Pour le président Ma, c'est une première étape vers la normalisation des relations diplomatiques entre les deux rives du détroit. Mais la « politique des trois non » reste en vigueur : « non » à l'unification, « non » à la séparation (c'est-à-dire l'indépendance formelle de Taiwan, et « non » au recours à la force.
Le choix de Singapour est également hautement symbolique. C'est d'une rencontre entre diplomates chinois et taiwanais à Singapour qu'est né le « consensus de 1992 », selon lequel les deux parties acceptent le concept de la « Chine unique », tout en s'autorisant leur propre définition de cette Chine unique...

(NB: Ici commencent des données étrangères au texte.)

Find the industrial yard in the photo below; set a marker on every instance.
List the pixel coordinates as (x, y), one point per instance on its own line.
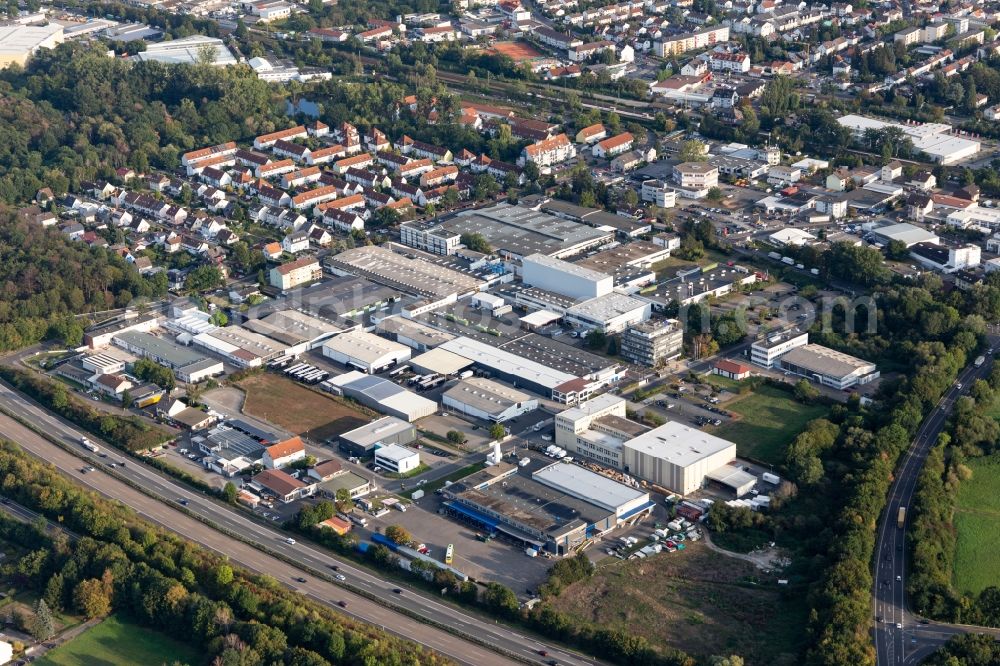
(697, 601)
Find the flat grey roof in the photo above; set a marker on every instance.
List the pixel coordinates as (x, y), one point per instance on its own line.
(376, 431)
(411, 273)
(825, 361)
(558, 355)
(523, 231)
(441, 361)
(174, 354)
(486, 395)
(364, 346)
(906, 232)
(576, 270)
(508, 362)
(595, 488)
(607, 306)
(414, 330)
(679, 444)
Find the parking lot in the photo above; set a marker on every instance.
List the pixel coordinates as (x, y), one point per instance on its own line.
(495, 560)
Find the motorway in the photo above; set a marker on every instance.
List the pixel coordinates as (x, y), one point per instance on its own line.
(165, 510)
(902, 637)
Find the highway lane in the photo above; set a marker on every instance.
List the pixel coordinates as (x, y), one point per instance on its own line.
(166, 510)
(900, 636)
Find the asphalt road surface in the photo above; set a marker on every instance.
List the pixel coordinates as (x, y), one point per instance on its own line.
(902, 637)
(165, 510)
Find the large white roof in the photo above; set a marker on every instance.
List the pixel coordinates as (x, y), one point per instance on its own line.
(504, 361)
(595, 488)
(364, 346)
(679, 444)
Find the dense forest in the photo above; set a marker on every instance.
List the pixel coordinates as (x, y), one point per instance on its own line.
(45, 278)
(74, 114)
(120, 563)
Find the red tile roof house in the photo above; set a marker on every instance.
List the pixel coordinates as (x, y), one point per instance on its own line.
(731, 369)
(615, 145)
(282, 485)
(284, 453)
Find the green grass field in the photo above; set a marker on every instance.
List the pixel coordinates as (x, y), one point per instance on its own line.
(977, 522)
(117, 642)
(769, 420)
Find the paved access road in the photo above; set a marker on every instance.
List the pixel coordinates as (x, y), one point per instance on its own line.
(901, 637)
(165, 509)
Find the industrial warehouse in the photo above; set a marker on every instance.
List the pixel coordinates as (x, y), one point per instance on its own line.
(673, 456)
(556, 508)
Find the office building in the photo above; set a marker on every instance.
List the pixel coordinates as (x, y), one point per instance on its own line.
(767, 351)
(653, 342)
(397, 459)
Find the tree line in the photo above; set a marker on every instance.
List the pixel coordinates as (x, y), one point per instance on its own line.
(972, 432)
(123, 564)
(45, 279)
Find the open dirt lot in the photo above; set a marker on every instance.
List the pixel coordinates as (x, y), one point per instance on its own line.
(696, 600)
(298, 409)
(517, 51)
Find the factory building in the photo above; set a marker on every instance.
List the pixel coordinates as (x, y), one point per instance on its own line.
(523, 372)
(516, 231)
(381, 395)
(384, 431)
(365, 351)
(676, 457)
(557, 508)
(828, 366)
(188, 365)
(934, 139)
(397, 459)
(612, 313)
(487, 400)
(673, 456)
(562, 277)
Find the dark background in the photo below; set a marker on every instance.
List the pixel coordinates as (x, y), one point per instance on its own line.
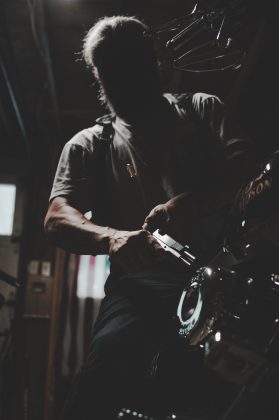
(46, 95)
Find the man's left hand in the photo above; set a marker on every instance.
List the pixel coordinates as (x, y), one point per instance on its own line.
(172, 217)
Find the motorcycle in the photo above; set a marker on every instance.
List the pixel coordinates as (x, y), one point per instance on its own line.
(228, 314)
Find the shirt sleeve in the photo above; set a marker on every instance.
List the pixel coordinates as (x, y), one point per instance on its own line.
(226, 138)
(72, 178)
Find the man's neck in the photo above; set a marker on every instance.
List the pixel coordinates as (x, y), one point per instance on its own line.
(151, 109)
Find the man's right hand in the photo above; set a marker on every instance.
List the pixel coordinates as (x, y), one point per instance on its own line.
(134, 250)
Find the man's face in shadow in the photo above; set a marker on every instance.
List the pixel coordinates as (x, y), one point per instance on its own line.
(128, 76)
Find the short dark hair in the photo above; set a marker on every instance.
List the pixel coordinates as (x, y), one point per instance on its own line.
(114, 35)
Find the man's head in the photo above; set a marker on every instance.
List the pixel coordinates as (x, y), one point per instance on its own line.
(121, 53)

Les sujets délicats seront soigneusement évités. On ne parlera donc pas des contentieux territoriaux en mer de Chine. Par souci de dignité et de réciprocité, les deux présidents s'appelleront « Monsieur Ma » et « Monsieur Xi ». S'appeler « président » serait contraire au consensus de 1992 : une seule Chine ne saurait avoir deux présidents !
Arrière-pensées électorales
Cette rencontre arrive à point nommé pour le dirigeant taïwanais. Son parti est donné perdant à la présidentielle de janvier prochain. Pour celui qui avait été élu en 2008 sur l’idée d’un rapprochement avec Pékin, ce moment historique permet de souligner en creux les bénéfices que les Taïwanais ont retirés de sa présidence : le lancement de vols directs entre Taipei et Pékin, la conclusion d’accords commerciaux et un boom touristique.
Mais le sommet a été accueilli fraîchement par une partie de son opinion qui y voit une manipulation politique avant les élections. Certains estiment aussi que ce sont surtout les grosses entreprises qui ont profité du rapprochement. Enfin, l’opposition accuse Ma Ying-jeou de vendre l’île à Pékin. Le président taïwanais s’en est défendu, jeudi lors d’une déclaration à la nation, en soulignant qu’aucun accord ne serait signé.
Certains voient dans cette rencontre une déclaration publique de soutien de la part de Pékin au parti de Ma Ying-jeou. D’autres l’interprètent comme une tentative chinoise de rapprochement avec un allié des Etats-Unis, alors que la situation est toujours aussi tendue en mer de Chine méridionale.